# Good Ole' Bottles



## scubapro67 (Nov 8, 2017)

I sent a couple of bottles to Cindy for cleaning back around April.  Got a couple of updates by email a few months afterwards. Since August I've heard nothing and had no answers to emails and phone calls.
Anyone having similar problems?  I'd really like my bottles back 

Duncan.


----------



## nhpharm (Nov 8, 2017)

Her website says they are not accepting any new orders and that note appears to have been added in May.  Hopefully she'll resurface!


----------



## scubapro67 (Jan 18, 2018)

So we're now in January 2018 and my bottles have been there since April 2017.  Emails and other communication stopped in August, and there is still no response to phone calls or emails.  If these were regular bottles I wouldn't mind so much, but one is a rather expensive English onion.
Anybody else having similar experiences?


----------



## sandchip (Jan 18, 2018)

Dang, man.  I hate to hear mess like this.  I sure hope that you're able to get your bottles back.  Best of luck.


----------



## robin wells (Mar 2, 2018)

I first contacted the R.I. Police and started a criminal complaint against her, I then contacted an attorney to start legal proceedings against her.  She held my bottles for 7 months with NO COMMUNICATION!! I sent her a registered letter advising her of the forthcoming legal and criminal action against her. Because she solicits services on line that becomes internet fraud, because she uses the mail system that becomes mail fraud, both felony offences not to mention outright theft.. I gave her a deadline to return my bottles which she FINALLY did.
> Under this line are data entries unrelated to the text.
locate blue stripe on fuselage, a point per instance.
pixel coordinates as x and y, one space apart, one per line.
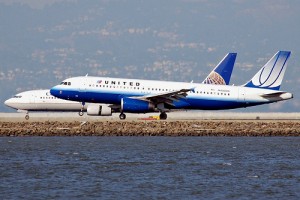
114 97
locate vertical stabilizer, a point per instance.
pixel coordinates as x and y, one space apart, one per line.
221 74
271 74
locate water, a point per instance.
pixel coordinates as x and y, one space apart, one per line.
149 168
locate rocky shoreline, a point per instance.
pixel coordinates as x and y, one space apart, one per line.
153 128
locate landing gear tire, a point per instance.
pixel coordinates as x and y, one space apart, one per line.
122 116
163 116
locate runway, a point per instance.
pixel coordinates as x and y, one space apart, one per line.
182 115
177 124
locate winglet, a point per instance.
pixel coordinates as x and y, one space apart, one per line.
271 74
222 72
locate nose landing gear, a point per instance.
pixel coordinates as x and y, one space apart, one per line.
122 116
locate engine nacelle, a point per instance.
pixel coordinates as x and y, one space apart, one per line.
136 105
98 110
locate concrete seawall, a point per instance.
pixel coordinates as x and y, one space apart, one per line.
153 128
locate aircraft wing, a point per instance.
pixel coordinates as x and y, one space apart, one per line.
167 97
274 94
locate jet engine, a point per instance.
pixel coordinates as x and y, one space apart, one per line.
99 110
136 105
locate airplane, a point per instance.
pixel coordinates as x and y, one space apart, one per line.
143 96
42 100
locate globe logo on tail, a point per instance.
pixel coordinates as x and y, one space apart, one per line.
215 79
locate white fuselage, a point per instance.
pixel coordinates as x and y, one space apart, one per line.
201 96
41 100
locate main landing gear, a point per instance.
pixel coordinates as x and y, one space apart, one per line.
163 116
81 110
122 116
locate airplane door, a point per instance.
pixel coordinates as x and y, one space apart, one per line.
82 89
241 96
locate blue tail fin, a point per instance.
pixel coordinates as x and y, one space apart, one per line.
222 72
271 74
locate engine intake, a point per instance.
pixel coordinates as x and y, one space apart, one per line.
136 105
99 110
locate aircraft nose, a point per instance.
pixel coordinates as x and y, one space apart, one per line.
8 103
55 92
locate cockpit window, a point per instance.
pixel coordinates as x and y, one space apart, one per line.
65 83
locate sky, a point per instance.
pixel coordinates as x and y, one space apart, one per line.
46 41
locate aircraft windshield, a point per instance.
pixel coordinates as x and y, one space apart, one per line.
65 83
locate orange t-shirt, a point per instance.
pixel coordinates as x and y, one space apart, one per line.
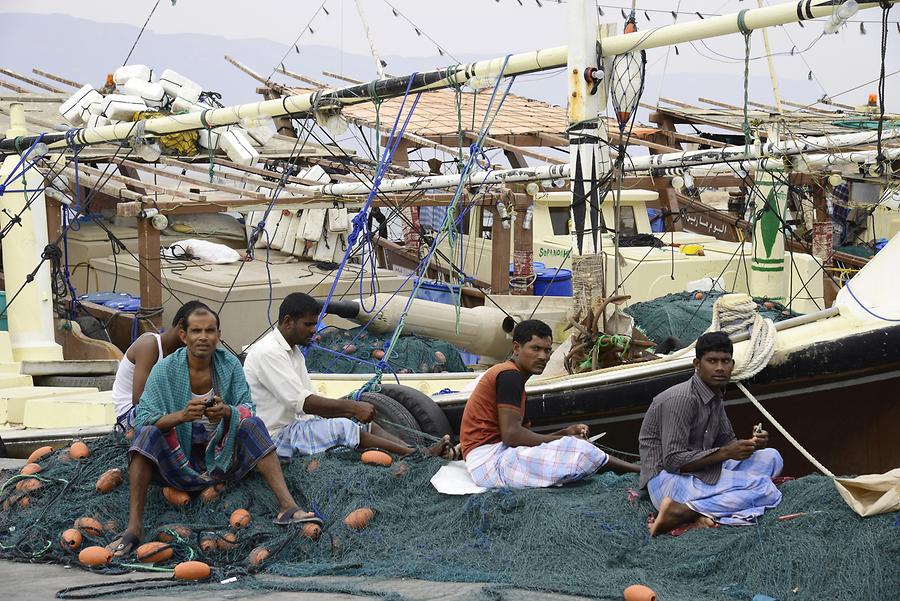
480 424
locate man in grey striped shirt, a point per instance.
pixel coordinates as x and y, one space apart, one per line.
692 464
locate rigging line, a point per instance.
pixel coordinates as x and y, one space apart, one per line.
419 29
140 33
297 39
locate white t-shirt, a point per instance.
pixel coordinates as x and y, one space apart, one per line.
279 382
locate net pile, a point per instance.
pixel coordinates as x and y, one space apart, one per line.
588 538
684 316
411 354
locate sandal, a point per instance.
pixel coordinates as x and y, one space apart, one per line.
287 517
128 542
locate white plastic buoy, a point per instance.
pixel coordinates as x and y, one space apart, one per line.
122 107
150 92
126 72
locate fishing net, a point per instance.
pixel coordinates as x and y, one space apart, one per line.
351 352
587 538
684 316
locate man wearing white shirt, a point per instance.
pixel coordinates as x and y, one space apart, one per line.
300 422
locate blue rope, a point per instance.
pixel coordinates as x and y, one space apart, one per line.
360 221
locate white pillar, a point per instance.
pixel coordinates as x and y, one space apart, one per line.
30 315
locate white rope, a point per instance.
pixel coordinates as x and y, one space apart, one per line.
785 433
734 313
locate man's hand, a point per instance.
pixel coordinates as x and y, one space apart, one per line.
364 412
761 439
577 430
193 411
738 449
217 411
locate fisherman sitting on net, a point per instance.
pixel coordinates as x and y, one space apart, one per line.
301 422
194 428
149 349
500 451
692 464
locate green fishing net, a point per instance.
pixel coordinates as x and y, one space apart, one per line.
682 316
586 538
411 353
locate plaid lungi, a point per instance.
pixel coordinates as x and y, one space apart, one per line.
563 460
251 445
744 490
316 435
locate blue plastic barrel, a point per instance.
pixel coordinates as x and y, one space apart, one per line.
657 223
553 282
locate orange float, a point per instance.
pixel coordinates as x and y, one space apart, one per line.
176 497
240 518
312 531
89 526
192 570
31 468
95 556
359 519
153 552
79 450
70 539
376 457
109 480
258 555
39 454
639 592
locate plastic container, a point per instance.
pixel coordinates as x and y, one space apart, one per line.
126 72
537 267
657 223
150 92
122 107
238 148
553 282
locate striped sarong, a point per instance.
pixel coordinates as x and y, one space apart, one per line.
316 435
563 460
744 490
252 443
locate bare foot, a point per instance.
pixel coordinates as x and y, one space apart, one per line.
671 514
441 448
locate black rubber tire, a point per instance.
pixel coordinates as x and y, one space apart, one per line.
101 383
428 414
389 410
92 328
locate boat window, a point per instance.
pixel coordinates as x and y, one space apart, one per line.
559 219
627 222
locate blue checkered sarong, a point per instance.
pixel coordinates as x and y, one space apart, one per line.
744 490
563 460
316 435
251 444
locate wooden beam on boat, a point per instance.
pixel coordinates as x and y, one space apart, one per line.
30 81
12 86
201 183
490 141
150 272
57 78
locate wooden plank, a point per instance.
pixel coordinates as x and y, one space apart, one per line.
128 181
150 273
57 78
202 183
31 81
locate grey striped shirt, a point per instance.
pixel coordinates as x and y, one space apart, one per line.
684 423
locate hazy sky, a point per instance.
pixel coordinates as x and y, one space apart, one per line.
496 27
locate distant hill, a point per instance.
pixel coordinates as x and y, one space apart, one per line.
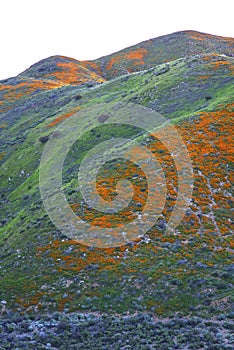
132 59
188 78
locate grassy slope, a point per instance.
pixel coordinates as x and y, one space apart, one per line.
189 272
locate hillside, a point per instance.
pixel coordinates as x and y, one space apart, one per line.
188 78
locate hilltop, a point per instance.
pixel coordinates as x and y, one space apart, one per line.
188 78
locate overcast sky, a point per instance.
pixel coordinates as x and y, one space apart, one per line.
32 30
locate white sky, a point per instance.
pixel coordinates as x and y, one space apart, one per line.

She did a pathetic job on them. She needs to be shut down!!! She is prominently affiliated with the Little Rhodie Bottle Club, start your complaint there, I'm sure they would be glad to be rid of her! As a side note absolutely don't believe a word she says!!


----------



## hemihampton (Mar 29, 2018)

WOW, Sorry to hear about low life scumbags like this.


----------



## jarhead67 (Apr 6, 2018)

Wow. I had her clean a few for me back in 2015 and it didn't take but a couple months then. I had talked with her on the phone a couple times, she was pleasant and informative and she was just starting to take care of her mother and wasn't sure she would be able to do any more bottles for me (or anyone else). I had sent her a blob beer, a Lithia, a half gal. blown crown and a small med, all just to see how each would turn out and they all came back great so I was bummed she wouldn't get around to my good stuff at the time. She didn't seem like the type that would take someone for a ride, but you never know anymore. I definitely don't think she should have taken any more work if she knew it wouldn't' get done. Maybe something happened to her. The above mention of her club may be a good place to find out.


----------